The decompilers for 16bit DOS code are virtually nonexistent. There is a lot of problems with segment:offset pairs. Also the code itself uses a lot of assembly combined with C code. The effort of producing such a decompiler would be too long, tedious and would probably produce a code which isn't runnable, but requires a lot of modifications to became usable.
With the approach I took 'Assembly code directly decompiled to C#' I got a runnable code which works pretty quickly. Of course the effort of translating it to native C# is also simpler because you can immediately introduce function parameters, fix errors and test your work.

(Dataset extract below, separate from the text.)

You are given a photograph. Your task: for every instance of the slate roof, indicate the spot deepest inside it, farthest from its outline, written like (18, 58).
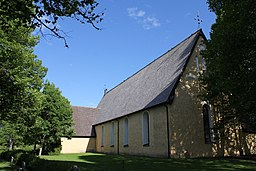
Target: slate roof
(150, 86)
(84, 118)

Introduction of common objects and assumptions used in assembly code decompiled directly to C#

  • The 'CPU' object located in 'CPU.cs' (most commonly referred as 'this.oCPU' or 'this.oParent.CPU' in code), with additional files: 'CPURegister.cs', 'CPUFlags.cs' and 'CPUMemory.cs' files encapsulates virtual CPU state: registers, flags, assembly instructions, memory interface and I/O instructions.
  • The details about CPU instruction(s) and flags can be found in book INTEL 80386 PROGRAMMER'S REFERENCE MANUAL.
  • The 'Civilization' object located in 'Civilization.cs' encapsulates CIV graphic driver, code segments, overlays, shared variables and CPU state. The Segments and overlays communicate with each other through shared 'Civilization' object (most commonly referred as 'this.oParent' in code).
  • The graphic driver is composed of three parts 'VGADriver.cs', 'VGABitmap.cs' and ' VGAForm.cs'. The code directly communicates with VGADriver (most commonly referred as 'this.oParent.VGADriver' in code) object and then VGADriver implements in conjunction with VGABitmap the bitmap, sprites, palettes and screens game uses.
  • The object 'MSCAPI' encapsulates all C compiler library functions which will eventually be replaced by C# counterparts and they don't need to be translated, except for functionality sake.
  • Code starts in a Segment_3045.Start() method, it's the MSC C compiler method which will eventually be completely replaced and does not need translating.
  • The real entry point is in 'Segment_11a8.F0_11a8_0008_Main()' which is really a simple C 'int main(int argc, char **argv, char **envp)' function.
  • The Segment(s) have their names based on segment address (useful if you want to compare direct disassembly, from IDA for example).
  • The function names are based on overlay, segment and offset (again, useful if you want to compare disassembly) like so: $"F{Overlay}_{Segment}_{Offset}". The loadable overlays like mgraphic.exe, misc.exe, nsound.cvl... have overlay and segment number 0.
  • The MSC linker medium memory model shares stack space with data space, so basically DS=SS, also all pointers to data variables and stack are in 64K window and DS segment for data, and SS for stack is assumed. Sometimes the compiler uses CS segment to access data variables from assembly space.
  • The most common integral values MSC compiler uses are (the difference between signed and unsigned values is sometimes hard to distinguish between, except in context with connected code):
    • char (int8),
    • unsigned char (uint8),
    • int (int16),
    • unsigned int (uint16),
    • large (int32),
    • unsigned large (uint32).
  • Functions return value as uint16 (includes int16) in register AX, or as uint32 (includes int32) in register pair DX:AX. The returned value can be a simple value, or a pointer to some more complex data.
  • The assembly code uses CDECL notation which means that the parameters are pushed to stack from last to first (not first to last!), also, the caller should remove parameters from the stack.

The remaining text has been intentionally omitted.